Водярник. начало

Южный Фрукт Геннадий Бублик
   У Ивана Чикоткина случилась радость: умерла бабушка. Безусловно, факт ухода из жизни близкого человека — событие само по себе печальное, но, во-первых, с бабушкой, а точнее, прабабушкой, и к тому же, троюродной, Чикоткин общался крайне редко. А во-вторых, и это главное, старушка, почившая в бозе на сто пятом году жизни, оставила Ивану в наследство квартиру. На счастье Чикоткина, женщина была бездетной и, соответственно, безвнуковой (если можно так сказать) и свое приватизированное жилье отписала далекому по родству, но от того не менее любимому правнуку Ванечке. К чести наследника, Иван похоронил усопшую чин чином: заказал гроб в ритуальной фирме «Латур», там же, в комплекте, и машину с копачами. Только батюшку для отпевания не приглашал, поскольку бабулька была в молодости комсомольским вожаком и икон в ее квартире не обнаружилось.
 
   Хоромы, конечно, были не бог весть какими: однушка в доме сталинской постройки, но зато с высокими — в прыжке не достать — потолками, да и комната с половину баскетбольной площадки. Обстановка являла собой советский антиквариат до- и послевоенных времен. Фанерный шкаф с большим, во всю дверцу, потускневшим зеркалом, с потрескавшейся, как поверхность такыра, амальгамой. Деревянные стулья с гнутыми спинками и жесткими, фанерными же, сиденьями (такие стулья назывались венскими). Круглый стол на пузатых, выточенных на токарном станке, ногах и двуспальная кровать с панцирной сеткой и никелированными шишечками на спинках. Этажерка и тумбочка с телевизором «Рубин 401», одним из первых цветных. Дополнял интерьер громоздкий диван, стоящий вдоль глухой стены. Такие диваны теперь можно встретить только в кино: сиденье, спинка и круглые валики подлокотников облиты черной кожей. Спинку венчает резная накладка из орехового дерева с двумя полочками, на которых выстроились фаянсовые — фарфор для бедных — фигурки. Вот девочка кормит пшеном, насыпанным в передник, курочек. Те клюют, а петушок заглядывает девочке в руки. Рядом мальчик в шароварах и шапке ушанке с распущенными ушами усердно натирает лыжи мазью, вероятно перед школьными соревнованиями. На соседней полочке повар из басни Крылова увещевает кота Ваську, стащившего со стола большую рыбину. «А Васька слушает, да ест». И тут же юный Александр Сергеевич Пушкин примостился у одноногого круглого столика, грызет гусиное перо, задумчиво глядя вдаль. Перед ним — лист бумаги. Чикоткин взял Пушкина в руки, всмотрелся. На листе золотой вязью горят строки «Я Вас любил…». На стене —  в рамках под стеклом два больших черно-белых, раскрашенных анилиновыми красками, портрета: молодые бабуля и ее муж, оставивший жену и белый свет в давние времена. А в другой, тоже застекленной раме расположился целый иконостас. Фотографии в ней тесно лепились одна к другой. Люди, запечатленные на них, в большинстве своем были незнакомы Ивану, но некоторых родственников он узнал. Нашел даже себя в матросском костюмчике, держащим маму за руку.
 
   «Ничего, — подумал Чикоткин, — подкоплю денег, сменю обстановку. Телевизор обновлю, может даже, на DVD плейер наскребу. За бабкины вещи, опять же, какие никакие деньги выручу, старина сейчас в моде».

   На новоселье пришли друзья из рабочего общежития, в котором жил до переезда Иван. Были и девушки. «Без женского общества никак нельзя, — пояснил бывший сосед по комнате. — Иначе это будет не торжественное событие, а рядовое бухалово».
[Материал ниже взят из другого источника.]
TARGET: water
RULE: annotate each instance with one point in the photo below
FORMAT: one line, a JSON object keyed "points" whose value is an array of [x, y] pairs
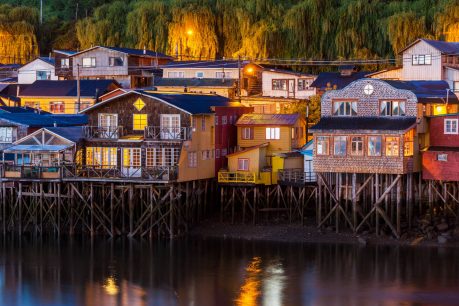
{"points": [[199, 272]]}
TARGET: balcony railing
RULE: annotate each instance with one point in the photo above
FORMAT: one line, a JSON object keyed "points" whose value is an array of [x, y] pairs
{"points": [[103, 132], [237, 177], [296, 176], [167, 133]]}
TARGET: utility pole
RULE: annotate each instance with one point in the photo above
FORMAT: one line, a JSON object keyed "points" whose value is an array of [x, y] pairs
{"points": [[78, 88]]}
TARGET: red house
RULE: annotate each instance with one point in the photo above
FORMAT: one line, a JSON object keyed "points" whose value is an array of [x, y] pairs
{"points": [[441, 160], [226, 133]]}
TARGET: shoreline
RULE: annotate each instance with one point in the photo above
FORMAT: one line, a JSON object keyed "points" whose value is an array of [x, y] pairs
{"points": [[297, 233]]}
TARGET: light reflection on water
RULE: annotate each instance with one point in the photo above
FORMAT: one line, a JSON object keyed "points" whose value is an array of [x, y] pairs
{"points": [[197, 272]]}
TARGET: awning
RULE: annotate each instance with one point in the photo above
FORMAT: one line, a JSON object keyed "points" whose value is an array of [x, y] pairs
{"points": [[36, 148]]}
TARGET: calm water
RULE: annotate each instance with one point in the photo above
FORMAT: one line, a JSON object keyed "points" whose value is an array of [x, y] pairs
{"points": [[224, 272]]}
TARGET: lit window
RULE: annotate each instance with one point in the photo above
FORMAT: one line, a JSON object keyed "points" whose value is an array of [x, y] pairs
{"points": [[422, 59], [392, 108], [374, 146], [243, 164], [272, 133], [345, 108], [408, 140], [339, 145], [323, 144], [451, 126], [192, 159], [357, 146], [140, 122], [89, 62], [247, 133], [392, 146]]}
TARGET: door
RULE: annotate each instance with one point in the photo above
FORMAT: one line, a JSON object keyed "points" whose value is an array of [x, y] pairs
{"points": [[131, 162], [170, 126], [291, 88], [108, 125]]}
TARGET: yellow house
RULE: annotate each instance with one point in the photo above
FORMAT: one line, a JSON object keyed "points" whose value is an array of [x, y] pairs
{"points": [[61, 97], [263, 140]]}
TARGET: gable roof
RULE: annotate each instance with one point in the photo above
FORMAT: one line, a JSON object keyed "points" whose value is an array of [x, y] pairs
{"points": [[187, 102], [364, 123], [129, 51], [267, 119], [215, 64], [44, 120], [194, 82], [68, 88], [427, 91], [442, 46], [335, 78]]}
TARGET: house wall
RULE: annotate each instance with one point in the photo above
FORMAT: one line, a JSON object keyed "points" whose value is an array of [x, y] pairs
{"points": [[267, 79], [434, 169], [27, 74], [422, 72]]}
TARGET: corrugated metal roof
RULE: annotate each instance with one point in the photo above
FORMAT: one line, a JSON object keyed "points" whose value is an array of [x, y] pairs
{"points": [[364, 123], [195, 82], [68, 88], [268, 119]]}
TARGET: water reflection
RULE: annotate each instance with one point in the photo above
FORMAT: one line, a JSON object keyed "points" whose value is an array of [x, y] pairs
{"points": [[223, 272]]}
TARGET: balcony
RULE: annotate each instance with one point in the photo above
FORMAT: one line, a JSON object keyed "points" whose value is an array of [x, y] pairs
{"points": [[103, 132], [167, 133]]}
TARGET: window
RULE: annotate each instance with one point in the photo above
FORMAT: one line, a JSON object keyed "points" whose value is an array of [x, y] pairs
{"points": [[272, 133], [243, 164], [89, 62], [192, 159], [339, 145], [43, 75], [422, 59], [392, 145], [140, 122], [57, 107], [357, 146], [442, 157], [247, 133], [102, 157], [223, 75], [408, 143], [279, 85], [176, 74], [6, 134], [451, 126], [65, 63], [345, 108], [323, 145], [115, 61], [374, 145], [392, 108], [203, 123], [303, 84]]}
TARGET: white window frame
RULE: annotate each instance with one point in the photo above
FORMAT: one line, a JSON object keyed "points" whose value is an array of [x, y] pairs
{"points": [[451, 131]]}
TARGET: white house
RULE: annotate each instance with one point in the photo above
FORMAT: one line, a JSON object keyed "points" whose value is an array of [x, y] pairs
{"points": [[41, 68], [287, 84]]}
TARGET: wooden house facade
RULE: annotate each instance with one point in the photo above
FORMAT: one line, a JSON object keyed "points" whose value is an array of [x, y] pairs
{"points": [[441, 160], [152, 136]]}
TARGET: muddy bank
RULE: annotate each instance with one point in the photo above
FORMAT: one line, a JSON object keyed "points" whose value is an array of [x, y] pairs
{"points": [[310, 234]]}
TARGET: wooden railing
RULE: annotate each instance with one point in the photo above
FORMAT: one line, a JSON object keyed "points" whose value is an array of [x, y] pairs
{"points": [[296, 176], [237, 177], [103, 132], [167, 133]]}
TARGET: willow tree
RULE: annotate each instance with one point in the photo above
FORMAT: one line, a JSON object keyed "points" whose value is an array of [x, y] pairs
{"points": [[192, 33], [18, 41], [404, 28], [147, 25]]}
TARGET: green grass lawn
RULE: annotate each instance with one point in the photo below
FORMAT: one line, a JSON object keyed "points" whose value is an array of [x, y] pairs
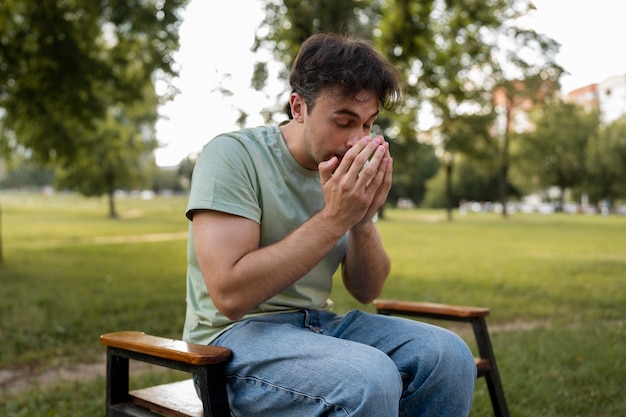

   И все же, несмотря на неординарность застолья, проснулся Иван в состоянии тяжелого похмелья. Вчерашний вечер вспоминался фрагментарно. Пить Чикоткин не умел, пьянел быстро и потому старался по возможности избегать пьяных собирушек. Да и свободное время на выпивку выкроить редко удавалось: в то время, как товарищи по комнате шли в ближайшую пивнушку, Иван садился за учебники. Учился Иван заочно в академии Управления и права. Была у парня потаенная мечта, получить диплом и устроится работать чиновником. «Хорошо чиновникам, рассуждал Чикоткин, ничего не делают, а деньги знатные получают, не то, что мы, работяги. Опять же, ежели взятки умно брать, не жадничать, то и не попадешься».

   Но сегодня душа требовала оздоровления. В кухне у стены стояла батарея пустых бутылок, в холодильнике алкоголя тоже не оказалось, и Иван решил подлечиться крепким кофе, благо запасся им заранее. После чашки обжигающего напитка немного полегчало, и новый хозяин жилья решил устроить ревизию благообретенных владений. Ни в шифоньере, ни на этажерке ничего достойного внимания не оказалось и Иван, соорудив из двух стульев шаткую пирамиду, полез на антресоли. Подпотолочная полка оказалась забита старым хламом. Ходики без стекла и минутной стрелки, чугунный утюг доэлектрической эпохи, работающий на углях, связки старых журналов — вот их, как и утюг, можно попробовать продать коллекционерам, — пачки перевязанных ленточкой писем… Чикоткин забирался все глубже. У задней стенки обнаружился портфель потертой рыжей кожи. Иван ухватился за ручку и потащил его наружу.
 
   Усевшись на стул, он щелкнул замочками и откинул кожаный клапан. Мошна оказалась битком набита радужными фантиками государственного займа, похоже, еще сталинского, трехпроцентного. Их одно время в обязательном порядке вместо зарплаты выдавали. А на самом дне, под облигациями вдруг обнаружилась бутылка водки. Небольшая, емкостью 0,25 литра. На ум пришло слышанное когда-то народное название, мерзавчик. Почему именно «мерзавчик» Иван по молодости лет не знал. На этикетке значилось: «Московская особая водка. 40%. ГОСТ». Кроме того сообщалась цена. Отдельно на содержимое, на стеклотару и даже на пробку. Итого пять рублей ноль пять копеек. Потребителя обнадеживали, что укупорка продукта в общую стоимость не заложена. То есть, бесплатная укупорка, стало быть. Пробка была густо облита слоем сургуча белого цвета. Чикоткину вспомнилось, как ему, тогда еще мальцу, родной дед по матери рассказывал, что раньше водку в целях борьбы с фальсификацией укупоривали сургучом белого или коричневого цвета. Первую называли «белоголовкой» или любовно «беленькой», а та, что с коричневым навершием, звалась «сучком».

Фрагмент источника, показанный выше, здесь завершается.